Mas a Madre Tereza que mora em mim manteve a entrevista. Ela é meio capitalista e queria entender como a propaganda tradicional que move o consumo chegou lá em cima – um lugar que só se sobe com autorização de um poder paraestatal – e como tem conseguido falar com esse consumidor.

Nos últimos anos, todo mundo viu o poder da favela. São 16,6 milhões de pessoas que moram em 10 mil comunidades, movimentam R$ 167 bilhões por ano e pertencem em sua maioria à classe C, com salário médio de R$ 3 mil.

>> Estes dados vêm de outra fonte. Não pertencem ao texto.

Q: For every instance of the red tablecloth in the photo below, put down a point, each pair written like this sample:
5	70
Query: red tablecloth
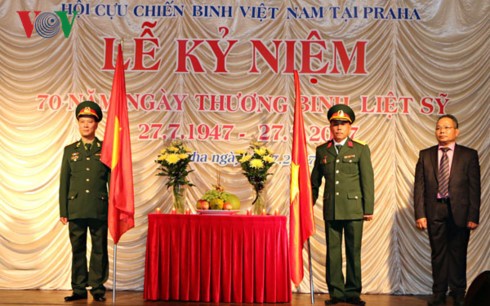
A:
217	259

Mais importante: ganharam visibilidade inédita com a digitalização e as redes sociais. O efeito mais visível para o público mainstream está no elenco maior de atores pretos nas novelas da Globo. Mas também em KondZilla estrelando a série mais vista da Netflix (fora das de língua inglesa), no funk e o trap sempre entre os gêneros mais ouvidos do Spotify, em Anitta, nas sobrancelhas masculinas com um talho feito por navalha, na explosão de tatuagens, na brasilidade na moda global e outros tantos. Os “cria” da quebrada viraram trend.

Tudo isso é amostra. Em cima do morro, o caldeirão explode. Encontrei o tapeceiro Paulo César, que trabalha para a empresa de marketing na favela, numa das entradas de Heliópolis. “Vamos à pé?”, perguntei, na ingenuidade de quem achou que ia fazer footing turístico.

Óbvio que não. Heliópolis – ou Helipa City, como descobri ao postar uma foto no Insta – é um mundo. E, uau, uau e uau! Precisaria de uns três posts para descrever o que vi (e a editora deste blog já está brava por conta do tamanho do texto).

De maneira muitíssimo resumida, muitas marcas que vivem de classe C já estão lá. Encontraram uma sutileza no jeito de falar para um público em sua maioria evangélico, preto, que quer carteira assinada e casa própria. Tem uma vida difícil e produz coisas bem bonitas. Que o digam o @cineastafavelado, o Na calçada e outros tantos. Centenas de micro e nano influenciadores digitais, de muitas agências, que buscam patrocínio de marcas.

Na prática, Coca-Cola ganhou Cannes com desenhos de sua marca feitos por artistas de periferia em bares e carrinhos de lanches em todo o mundo. Avon colocou rostos de vendedoras porta-a-porta da comunidade pelas ruas. Guaraná Antarctica pôs moradores da favela pintando mais de 100 muros na Copa do Mundo. Empatia, proximidade e criação de valor para as marcas.

Diria que uma empresa que não sabe falar com essa parte do País precisa repensar sua estratégia.

PS: Sobre a CEO morar em Portugal, o julgamento foi maldade do meu coração. Ela estruturou a empresa há mais de 20 anos, com todas as dificuldades de entrar na favela, vem cinco vezes por ano ao Brasil, onde passa 15 dias e diz ter se cercado de gente mais competente do que ela mesmo, para poder ficar perto da família. Também afirma ter distribuído R$ 27 milhões em renda na favela, ao longo de 12 anos. Mais importante: começa a ver cair o preconceito contra as comunidades que a sustentam.